On Sun, Mar 15, 2009 at 1:46 PM, Tom Eyckmans <[email protected]> wrote:
> Curtis,
>
> 2009/3/15 Curtis Cooley <[email protected]>
>>
>> Is there quickstart documentation somewhere. I'm really struggling
>> getting a butt simple project up and running with Gradle. All I want
>> is to simply create a lib directory and manually manage dependencies
>> for now. Is there documentation or a quickstart zip that gets one
>> quickly to:
>>
>>  * Java+Groovy compile
>>  * Junit testing
>>
>> This shouldn't be this hard.
>
> for the simplest project that follows the conventions:
>
> lib
> src/main/groovy
> src/main/resources
> src/test/groovy
> src/test/resources
>
> you would put the following in your build.gradle file
>
> usePlugin('groovy')
>
> dependencies {
>     addFlatDirResolver('lib', new File(rootDir,'lib'))
>
>     // declare your dependencies here
> }
>
> thats it now you have your lib dir set as source of your dependencies and a
> test task that executes junit tests.
>

Here's what I had to do to get it working.
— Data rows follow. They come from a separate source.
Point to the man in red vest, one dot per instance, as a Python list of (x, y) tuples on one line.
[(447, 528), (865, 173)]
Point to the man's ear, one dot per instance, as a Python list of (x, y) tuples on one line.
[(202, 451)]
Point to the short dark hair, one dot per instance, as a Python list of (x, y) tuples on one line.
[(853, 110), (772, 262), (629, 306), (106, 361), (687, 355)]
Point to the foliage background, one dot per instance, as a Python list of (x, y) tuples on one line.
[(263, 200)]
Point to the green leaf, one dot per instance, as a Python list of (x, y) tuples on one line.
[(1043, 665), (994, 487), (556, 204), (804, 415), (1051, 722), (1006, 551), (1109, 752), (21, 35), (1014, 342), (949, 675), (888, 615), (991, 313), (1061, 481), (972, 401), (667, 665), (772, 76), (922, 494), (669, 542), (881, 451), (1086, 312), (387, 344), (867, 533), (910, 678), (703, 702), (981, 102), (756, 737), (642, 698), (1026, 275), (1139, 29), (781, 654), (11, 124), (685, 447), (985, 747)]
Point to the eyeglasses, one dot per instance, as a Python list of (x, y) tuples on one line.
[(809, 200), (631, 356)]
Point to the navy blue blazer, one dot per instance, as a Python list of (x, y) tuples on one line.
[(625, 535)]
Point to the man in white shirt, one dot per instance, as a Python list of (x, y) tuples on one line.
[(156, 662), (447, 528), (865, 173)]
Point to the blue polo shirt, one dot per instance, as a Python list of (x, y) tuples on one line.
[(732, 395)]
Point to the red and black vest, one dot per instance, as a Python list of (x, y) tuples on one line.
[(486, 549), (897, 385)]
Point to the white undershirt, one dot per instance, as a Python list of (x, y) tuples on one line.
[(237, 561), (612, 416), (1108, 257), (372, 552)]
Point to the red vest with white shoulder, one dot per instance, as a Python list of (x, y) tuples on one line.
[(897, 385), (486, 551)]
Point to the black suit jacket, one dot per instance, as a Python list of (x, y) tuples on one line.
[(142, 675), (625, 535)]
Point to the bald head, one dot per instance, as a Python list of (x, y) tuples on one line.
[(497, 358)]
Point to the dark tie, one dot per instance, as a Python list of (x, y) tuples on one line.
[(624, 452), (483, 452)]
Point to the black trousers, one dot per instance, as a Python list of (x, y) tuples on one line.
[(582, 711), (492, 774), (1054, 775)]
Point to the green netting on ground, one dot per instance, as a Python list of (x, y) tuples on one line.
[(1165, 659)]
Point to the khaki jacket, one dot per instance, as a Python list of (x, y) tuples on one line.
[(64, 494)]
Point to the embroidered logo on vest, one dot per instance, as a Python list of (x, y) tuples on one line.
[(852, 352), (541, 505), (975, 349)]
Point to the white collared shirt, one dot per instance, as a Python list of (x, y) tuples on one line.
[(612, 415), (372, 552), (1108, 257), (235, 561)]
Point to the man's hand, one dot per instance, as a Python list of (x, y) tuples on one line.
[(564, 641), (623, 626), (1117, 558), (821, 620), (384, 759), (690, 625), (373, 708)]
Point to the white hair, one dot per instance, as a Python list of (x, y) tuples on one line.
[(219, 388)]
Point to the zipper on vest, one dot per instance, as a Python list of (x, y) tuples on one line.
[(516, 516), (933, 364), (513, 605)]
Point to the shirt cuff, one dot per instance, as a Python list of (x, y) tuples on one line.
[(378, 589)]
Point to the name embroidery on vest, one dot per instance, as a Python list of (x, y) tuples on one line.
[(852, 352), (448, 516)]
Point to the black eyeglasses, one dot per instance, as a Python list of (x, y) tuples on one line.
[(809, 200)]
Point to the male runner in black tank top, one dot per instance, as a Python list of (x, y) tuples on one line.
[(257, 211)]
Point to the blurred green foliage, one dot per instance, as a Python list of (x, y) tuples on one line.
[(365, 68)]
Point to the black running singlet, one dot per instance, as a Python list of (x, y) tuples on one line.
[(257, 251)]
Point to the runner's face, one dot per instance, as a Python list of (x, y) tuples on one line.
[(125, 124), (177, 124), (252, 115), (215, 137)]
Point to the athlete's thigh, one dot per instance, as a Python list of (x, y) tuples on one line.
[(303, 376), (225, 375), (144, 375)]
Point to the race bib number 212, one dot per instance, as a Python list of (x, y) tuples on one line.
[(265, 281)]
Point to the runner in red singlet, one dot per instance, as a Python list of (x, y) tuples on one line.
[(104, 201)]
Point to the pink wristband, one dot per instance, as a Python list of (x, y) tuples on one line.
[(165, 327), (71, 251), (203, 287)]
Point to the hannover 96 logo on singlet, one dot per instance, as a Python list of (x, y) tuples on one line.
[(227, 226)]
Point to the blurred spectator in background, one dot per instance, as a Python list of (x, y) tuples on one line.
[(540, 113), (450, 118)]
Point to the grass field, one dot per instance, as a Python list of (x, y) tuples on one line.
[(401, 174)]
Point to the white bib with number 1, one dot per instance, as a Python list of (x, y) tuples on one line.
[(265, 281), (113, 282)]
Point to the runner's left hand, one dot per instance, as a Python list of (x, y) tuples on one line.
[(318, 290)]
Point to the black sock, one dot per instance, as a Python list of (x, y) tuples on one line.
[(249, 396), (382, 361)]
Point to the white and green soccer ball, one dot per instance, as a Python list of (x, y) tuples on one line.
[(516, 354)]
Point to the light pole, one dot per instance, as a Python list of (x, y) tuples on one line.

Does that look right?

usePlugin('groovy')
sourceCompatibility=6
targetCompatibility=6
dependencies {
    addFlatDirResolver('lib', new File(rootDir, 'lib'))
    clientModule(['groovy'], ":groovy:1.6.0") {
                dependency(":commons-cli:1.1")
                clientModule(":ant:1.7") {
                    dependencies(":ant-junit:1.7.0", ":ant-launcher:1.7.0")
                }
    }
    testCompile(['junit:junit:4'])
}

I got this far with mostly trial and error. It seems that this should
be documented in a groovy quick start or something like that.

If this is how a groovy quickstart might look, I can post this on the
wiki in the examples.

-- 
Curtis Cooley
[email protected]
===============
Once a programmer had a problem. He thought he could solve it with a
regular expression. Now he has two problems.